不器用なので、なかなかうまくいかないが、できれば、相手を励ましたいと思っている。
『アフリカ』(雑誌)をつくる時にはその("読む"の)つづきがあり、編集者は「載せたい・あるいは載せられない」を決めて書き手に伝えること、載せるとしたらどんなふうに載せるかを決めて、"つくる"こと、完成まで手間暇をかけること、など仕事はいろいろとある。
「文章教室」では、その"つくる"がないので、"読む"が際立つ。
なぜ、"読む人"がいれば、書ける、と感じるようになるのだろう。
ひとつには、そこには"安心"があるからではないか。
自分が書いたものを"読む人"、話すのであれば"聞く人"がいるという安心。
その"安心"は、ホッとしてリラックスしているという状態ではかならずしもないだろう。緊張感のある"安心"もある。
"信頼"と言い換えてもいい。でも、"安心"と呼ぶ方が何となくしっくりくる。たとえば「ここでは思いきって書いて(話して)いいんだ」と思える"安心"感、その土台には"信頼"もあるかもしれないが。

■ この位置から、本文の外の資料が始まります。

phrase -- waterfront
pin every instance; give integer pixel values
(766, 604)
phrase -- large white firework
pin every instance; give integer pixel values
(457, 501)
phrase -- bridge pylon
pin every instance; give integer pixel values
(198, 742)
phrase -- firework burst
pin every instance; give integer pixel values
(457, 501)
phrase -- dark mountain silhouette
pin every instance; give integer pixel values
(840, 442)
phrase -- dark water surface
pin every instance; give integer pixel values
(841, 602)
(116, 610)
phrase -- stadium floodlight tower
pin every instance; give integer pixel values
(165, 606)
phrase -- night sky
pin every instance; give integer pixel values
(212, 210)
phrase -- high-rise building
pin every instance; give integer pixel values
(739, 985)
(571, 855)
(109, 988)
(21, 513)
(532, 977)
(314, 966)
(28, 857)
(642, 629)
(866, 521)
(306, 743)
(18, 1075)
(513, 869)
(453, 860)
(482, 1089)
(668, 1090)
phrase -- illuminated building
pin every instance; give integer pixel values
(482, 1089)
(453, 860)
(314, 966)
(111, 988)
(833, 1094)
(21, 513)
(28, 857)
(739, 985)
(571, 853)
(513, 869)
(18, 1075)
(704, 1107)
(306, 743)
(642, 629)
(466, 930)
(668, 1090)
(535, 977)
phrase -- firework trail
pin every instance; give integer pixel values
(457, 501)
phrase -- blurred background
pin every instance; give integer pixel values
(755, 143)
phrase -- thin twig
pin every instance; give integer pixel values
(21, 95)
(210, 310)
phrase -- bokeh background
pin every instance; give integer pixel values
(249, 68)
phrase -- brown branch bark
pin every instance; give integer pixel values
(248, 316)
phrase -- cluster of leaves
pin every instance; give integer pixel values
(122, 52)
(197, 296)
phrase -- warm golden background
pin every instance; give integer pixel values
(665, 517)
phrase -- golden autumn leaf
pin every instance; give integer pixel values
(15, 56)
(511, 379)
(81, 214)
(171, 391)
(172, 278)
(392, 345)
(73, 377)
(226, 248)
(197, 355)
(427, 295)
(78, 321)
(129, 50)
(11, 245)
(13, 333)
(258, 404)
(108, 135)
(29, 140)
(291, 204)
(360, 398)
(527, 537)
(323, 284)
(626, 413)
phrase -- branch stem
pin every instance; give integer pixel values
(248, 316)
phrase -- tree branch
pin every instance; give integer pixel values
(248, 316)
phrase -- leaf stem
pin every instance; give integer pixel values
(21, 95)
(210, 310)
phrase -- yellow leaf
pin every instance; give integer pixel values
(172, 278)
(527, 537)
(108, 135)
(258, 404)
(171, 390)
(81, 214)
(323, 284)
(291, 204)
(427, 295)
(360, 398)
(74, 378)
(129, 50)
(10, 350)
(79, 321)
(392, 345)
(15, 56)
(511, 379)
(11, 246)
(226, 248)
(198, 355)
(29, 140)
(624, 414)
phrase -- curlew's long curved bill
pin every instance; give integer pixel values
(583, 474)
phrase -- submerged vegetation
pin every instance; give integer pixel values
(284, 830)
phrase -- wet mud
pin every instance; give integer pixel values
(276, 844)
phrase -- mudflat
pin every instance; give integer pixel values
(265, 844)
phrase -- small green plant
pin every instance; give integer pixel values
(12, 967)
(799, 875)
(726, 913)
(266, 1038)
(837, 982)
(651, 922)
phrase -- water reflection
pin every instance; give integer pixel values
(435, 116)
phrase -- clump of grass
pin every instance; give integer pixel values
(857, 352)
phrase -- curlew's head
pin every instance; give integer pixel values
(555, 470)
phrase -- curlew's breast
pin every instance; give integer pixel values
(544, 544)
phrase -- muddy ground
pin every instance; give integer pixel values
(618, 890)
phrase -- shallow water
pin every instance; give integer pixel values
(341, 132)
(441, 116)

書き手は読み手に育てられ、話し手は聞き手に育てられる。そこには成長があるだろう。
じつは、"読み手"も成長している。
ぼくはある人に、久しぶりに『アフリカ』に書いてほしいと思っているんだけど、その人から最近、こう言われた。
「あ、そうか、私は以前、『アフリカ』に書いていた時には、読み手のことなんて考えてなかった」
ではどうやって書いていたかというと、自分の思いと言葉とが、できるだけ近づくようにと思って書いていた、ということらしい。
そうやって書かれていたものが、ぼくという読者にとって素晴らしい"体験"になった。読者を意識するなんてことよりも、その方がずっと大切なことなのかもしれない。
ぼくは妙に感心している。"書く"というのは、こんなにも奥の深い作業なんだなぁ。